Thyroid stimulating antibody: Graves’ disease is an autoimmune disorder. It is caused by an abnormal protein called the thyroid stimulating antibody. This antibody stimulates the thyroid gland to produce large amounts of thyroid hormone in an uncontrolled manner. In normal people, the production of the thyroid stimulating antibody (and other abnormal antibodies) is prevented by a surveillance system. This system consists of certain blood cells called suppressor and helper lymphocytes, Killer Cells and other constituents. Measurement of the thyroid stimulating antibody present in the blood of patients with Graves’ disease is not usually necessary, in order to establish the diagnosis.
Clinical Features: The signs and symptoms of Graves’ hyperthyroidism are due to the effects of excess amounts of thyroid hormone on body function and metabolism.
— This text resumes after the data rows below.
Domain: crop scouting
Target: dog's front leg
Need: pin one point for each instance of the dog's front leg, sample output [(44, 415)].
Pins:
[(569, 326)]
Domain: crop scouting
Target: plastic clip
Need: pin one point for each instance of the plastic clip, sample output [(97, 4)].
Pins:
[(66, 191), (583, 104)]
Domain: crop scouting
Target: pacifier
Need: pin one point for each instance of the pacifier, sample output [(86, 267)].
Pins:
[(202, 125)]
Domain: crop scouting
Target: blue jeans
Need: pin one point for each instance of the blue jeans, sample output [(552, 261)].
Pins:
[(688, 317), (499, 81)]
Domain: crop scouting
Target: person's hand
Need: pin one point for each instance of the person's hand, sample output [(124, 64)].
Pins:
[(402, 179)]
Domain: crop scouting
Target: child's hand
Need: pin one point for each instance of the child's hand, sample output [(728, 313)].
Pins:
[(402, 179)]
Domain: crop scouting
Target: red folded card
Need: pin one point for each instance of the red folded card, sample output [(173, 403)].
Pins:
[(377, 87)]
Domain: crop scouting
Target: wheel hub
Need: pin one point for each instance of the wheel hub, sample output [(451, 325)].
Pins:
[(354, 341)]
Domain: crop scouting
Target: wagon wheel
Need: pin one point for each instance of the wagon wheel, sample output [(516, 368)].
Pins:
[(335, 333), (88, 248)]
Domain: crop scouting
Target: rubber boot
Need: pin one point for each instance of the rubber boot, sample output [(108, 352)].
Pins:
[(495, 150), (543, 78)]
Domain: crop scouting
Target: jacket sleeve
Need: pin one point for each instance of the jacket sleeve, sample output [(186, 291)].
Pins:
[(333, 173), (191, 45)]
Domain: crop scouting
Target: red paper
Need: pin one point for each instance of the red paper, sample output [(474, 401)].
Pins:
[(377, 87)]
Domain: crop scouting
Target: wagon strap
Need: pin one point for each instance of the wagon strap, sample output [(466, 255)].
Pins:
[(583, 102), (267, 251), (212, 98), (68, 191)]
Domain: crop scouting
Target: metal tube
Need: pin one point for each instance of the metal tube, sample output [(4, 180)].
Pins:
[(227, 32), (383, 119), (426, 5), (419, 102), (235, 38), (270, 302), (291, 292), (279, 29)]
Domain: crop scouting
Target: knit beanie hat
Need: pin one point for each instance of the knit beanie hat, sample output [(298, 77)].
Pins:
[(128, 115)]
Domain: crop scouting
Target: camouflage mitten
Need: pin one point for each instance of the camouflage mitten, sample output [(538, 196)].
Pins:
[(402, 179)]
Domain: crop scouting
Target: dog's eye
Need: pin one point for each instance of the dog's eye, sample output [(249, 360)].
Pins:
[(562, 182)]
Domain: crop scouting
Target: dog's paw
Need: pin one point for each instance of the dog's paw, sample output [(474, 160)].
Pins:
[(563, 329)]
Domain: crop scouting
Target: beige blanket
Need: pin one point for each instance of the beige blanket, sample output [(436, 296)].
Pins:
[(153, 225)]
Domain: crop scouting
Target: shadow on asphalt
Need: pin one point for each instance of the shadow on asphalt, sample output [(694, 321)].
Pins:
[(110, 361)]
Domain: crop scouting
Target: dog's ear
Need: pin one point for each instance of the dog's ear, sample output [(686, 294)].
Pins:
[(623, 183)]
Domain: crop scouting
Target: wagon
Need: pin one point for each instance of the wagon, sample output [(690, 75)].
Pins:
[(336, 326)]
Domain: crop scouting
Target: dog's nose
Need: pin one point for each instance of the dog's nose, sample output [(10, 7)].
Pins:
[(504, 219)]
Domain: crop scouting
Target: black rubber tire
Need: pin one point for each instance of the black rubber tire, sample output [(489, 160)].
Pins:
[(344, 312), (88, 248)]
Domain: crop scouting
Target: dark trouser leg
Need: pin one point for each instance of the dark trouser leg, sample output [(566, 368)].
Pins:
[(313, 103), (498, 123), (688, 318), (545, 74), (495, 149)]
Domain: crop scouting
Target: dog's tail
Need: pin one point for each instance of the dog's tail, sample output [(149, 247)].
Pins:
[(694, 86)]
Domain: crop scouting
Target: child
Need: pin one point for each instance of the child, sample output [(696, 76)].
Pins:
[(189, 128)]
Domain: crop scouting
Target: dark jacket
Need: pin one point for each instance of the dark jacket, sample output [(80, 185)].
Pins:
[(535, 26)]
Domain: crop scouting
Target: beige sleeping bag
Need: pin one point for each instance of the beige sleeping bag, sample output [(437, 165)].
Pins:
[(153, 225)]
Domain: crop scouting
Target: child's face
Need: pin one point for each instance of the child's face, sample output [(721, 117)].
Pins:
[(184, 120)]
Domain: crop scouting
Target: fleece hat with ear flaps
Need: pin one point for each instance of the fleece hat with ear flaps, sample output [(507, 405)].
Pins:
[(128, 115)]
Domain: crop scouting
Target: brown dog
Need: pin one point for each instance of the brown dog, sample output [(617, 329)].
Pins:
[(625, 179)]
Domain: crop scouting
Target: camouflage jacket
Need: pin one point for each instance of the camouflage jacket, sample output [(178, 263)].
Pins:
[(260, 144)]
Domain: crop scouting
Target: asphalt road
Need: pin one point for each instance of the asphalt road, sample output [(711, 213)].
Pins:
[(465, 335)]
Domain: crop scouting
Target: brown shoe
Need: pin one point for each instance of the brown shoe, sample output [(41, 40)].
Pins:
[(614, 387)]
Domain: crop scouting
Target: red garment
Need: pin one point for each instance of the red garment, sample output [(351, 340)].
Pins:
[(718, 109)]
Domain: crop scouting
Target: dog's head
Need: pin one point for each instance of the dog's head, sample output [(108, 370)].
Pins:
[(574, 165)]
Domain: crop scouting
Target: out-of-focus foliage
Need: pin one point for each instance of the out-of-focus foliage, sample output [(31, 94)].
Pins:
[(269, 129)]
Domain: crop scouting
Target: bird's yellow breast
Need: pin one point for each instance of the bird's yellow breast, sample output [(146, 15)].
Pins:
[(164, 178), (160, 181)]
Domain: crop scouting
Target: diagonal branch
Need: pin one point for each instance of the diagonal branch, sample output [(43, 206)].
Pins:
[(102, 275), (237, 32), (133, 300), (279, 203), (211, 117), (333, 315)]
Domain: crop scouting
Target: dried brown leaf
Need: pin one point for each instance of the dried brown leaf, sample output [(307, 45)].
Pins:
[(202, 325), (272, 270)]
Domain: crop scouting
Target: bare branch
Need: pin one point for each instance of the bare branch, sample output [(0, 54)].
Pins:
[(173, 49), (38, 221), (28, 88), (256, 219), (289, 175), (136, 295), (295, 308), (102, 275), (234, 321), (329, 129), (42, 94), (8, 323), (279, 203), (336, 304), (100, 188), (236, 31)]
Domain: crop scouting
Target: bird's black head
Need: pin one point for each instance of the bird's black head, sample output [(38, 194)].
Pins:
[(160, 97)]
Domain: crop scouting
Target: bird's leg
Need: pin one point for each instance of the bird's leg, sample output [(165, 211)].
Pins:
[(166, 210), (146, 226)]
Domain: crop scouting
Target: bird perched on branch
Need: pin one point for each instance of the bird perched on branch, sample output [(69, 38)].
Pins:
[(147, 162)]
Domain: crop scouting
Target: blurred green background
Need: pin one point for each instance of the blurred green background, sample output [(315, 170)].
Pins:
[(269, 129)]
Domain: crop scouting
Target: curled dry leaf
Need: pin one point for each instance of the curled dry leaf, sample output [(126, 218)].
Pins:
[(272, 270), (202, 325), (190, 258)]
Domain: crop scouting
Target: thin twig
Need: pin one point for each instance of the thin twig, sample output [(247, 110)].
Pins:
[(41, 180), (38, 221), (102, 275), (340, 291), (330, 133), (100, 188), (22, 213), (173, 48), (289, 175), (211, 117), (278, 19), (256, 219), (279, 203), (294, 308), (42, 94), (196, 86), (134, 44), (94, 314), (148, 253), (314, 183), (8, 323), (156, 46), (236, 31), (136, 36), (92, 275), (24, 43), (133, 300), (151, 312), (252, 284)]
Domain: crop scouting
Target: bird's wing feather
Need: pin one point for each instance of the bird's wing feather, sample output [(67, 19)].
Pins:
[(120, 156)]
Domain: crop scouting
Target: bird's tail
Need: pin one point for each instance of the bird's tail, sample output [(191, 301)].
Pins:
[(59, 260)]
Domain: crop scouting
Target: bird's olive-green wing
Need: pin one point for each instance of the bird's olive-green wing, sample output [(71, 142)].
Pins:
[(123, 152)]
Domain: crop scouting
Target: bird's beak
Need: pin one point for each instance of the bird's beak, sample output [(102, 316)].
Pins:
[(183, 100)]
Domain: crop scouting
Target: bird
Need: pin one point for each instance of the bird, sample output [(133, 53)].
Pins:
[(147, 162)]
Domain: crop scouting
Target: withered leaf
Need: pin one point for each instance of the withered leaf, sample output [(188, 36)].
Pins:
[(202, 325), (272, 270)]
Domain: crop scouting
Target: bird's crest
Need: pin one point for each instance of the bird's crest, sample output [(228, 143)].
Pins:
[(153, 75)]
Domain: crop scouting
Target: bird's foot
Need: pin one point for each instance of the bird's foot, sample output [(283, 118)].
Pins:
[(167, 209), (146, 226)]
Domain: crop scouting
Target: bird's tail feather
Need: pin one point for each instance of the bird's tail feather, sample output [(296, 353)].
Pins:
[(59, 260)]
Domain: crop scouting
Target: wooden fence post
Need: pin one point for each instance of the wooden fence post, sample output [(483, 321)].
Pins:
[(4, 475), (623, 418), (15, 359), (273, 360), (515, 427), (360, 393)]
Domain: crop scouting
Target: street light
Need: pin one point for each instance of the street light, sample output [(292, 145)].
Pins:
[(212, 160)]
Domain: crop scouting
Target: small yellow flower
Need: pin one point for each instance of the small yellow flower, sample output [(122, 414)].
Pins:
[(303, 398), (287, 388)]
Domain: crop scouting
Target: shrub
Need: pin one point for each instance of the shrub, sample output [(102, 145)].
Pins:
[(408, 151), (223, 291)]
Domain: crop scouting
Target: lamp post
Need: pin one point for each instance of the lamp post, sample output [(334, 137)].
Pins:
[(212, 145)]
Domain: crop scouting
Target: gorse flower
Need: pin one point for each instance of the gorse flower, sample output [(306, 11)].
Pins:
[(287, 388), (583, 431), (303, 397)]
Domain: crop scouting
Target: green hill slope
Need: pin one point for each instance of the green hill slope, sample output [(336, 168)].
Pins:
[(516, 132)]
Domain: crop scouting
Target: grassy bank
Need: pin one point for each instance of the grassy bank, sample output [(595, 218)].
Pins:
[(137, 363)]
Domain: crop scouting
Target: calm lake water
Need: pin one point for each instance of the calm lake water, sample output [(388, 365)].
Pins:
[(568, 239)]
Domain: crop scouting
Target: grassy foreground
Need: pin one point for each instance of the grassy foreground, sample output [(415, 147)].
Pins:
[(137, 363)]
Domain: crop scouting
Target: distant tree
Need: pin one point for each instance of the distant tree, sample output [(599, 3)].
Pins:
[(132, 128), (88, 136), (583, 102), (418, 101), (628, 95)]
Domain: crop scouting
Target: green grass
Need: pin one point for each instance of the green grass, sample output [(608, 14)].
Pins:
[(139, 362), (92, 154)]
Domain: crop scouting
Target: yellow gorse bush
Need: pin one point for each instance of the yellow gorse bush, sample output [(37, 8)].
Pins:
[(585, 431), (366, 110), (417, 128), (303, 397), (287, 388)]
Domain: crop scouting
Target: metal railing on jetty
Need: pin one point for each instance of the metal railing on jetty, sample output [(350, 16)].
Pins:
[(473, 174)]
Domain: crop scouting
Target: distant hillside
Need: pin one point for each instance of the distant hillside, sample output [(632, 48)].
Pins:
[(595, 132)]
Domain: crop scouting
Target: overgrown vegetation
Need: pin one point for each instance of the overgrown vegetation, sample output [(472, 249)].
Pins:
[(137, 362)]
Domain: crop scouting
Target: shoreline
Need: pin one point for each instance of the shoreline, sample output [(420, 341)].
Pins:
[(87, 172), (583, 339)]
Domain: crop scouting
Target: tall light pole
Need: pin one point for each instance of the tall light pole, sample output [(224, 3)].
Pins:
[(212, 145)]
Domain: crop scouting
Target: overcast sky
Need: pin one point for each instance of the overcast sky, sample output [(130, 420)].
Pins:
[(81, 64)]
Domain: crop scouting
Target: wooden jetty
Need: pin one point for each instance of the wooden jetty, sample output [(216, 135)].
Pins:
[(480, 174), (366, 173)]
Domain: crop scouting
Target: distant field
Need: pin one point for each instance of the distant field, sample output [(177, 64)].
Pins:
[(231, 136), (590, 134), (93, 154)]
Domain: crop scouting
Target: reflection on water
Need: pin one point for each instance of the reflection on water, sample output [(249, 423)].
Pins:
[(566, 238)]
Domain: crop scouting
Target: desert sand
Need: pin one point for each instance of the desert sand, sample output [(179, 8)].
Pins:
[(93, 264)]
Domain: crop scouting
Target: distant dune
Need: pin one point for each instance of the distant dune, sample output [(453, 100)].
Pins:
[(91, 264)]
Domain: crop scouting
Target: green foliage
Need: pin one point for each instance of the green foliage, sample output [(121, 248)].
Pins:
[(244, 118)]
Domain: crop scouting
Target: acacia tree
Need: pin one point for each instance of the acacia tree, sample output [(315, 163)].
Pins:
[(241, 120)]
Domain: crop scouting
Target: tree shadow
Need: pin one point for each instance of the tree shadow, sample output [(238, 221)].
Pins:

Common symptoms include weight loss, nervousness, irritability, intolerance to hot weather, excessive sweating, shakiness, and muscle weakness. Other signs include a rapid pulse, loss of body fat, loss of muscle bulk, thyroid enlargement (goiter), fine tremors of the fingers and hot, moist, velvety skin.18 Clinically evident eye signs (ophthalmopathy) occur in patients with Graves’ disease. Fortunately only approximately 5% are severe. The eyes, which bulge from their sockets can be red and watery and the lids are swollen. Often the eyes do not move normally because the swollen eye muscles are unable to work precisely and patients can experience double vision. Some patients with Graves’ hyperthyroidism may have slightly bulging eyes because of spasm of the muscle of the lids, giving them a staring appearance.
Thyroid hormones: have a wide variety of effects on the body and the signs and symptoms reflect these.
All the metabolic processes are "speeded up". Pulse rate is rapid (over 100 bpm) and occasionally irregular (atrial fibrillation) Bowel function is increased (diarrhea) Sweat glands work excessively, causing the patient to often complain of hyperhidrosis. The nervous system is also stimulated so that the patient becomes irritable and nervous. Despite an increase in appetite, the patient usually loses weight because food intake cannot keep up with the increased breakdown of body proteins. The end result is a thin, hot, nervous patient with bulging eyes and goiter - a classical clinical situation quickly recognized by any medical practitioner who has previously seen such a patient.
Treatment: Graves’ hyperthyroidism is caused by a genetically determined abnormality of the immune system, therefore the problem is complex and there is at present no specific treatment for the underlying abnormality. Since the end result of this problem is an over stimulation of thyroid function, treatment of the symptoms requires blocking thyroid hormone production with antithyroid drugs, destroying the thyroid cells with radioactive iodine or surgically removing the thyroid gland (thyroidectomy).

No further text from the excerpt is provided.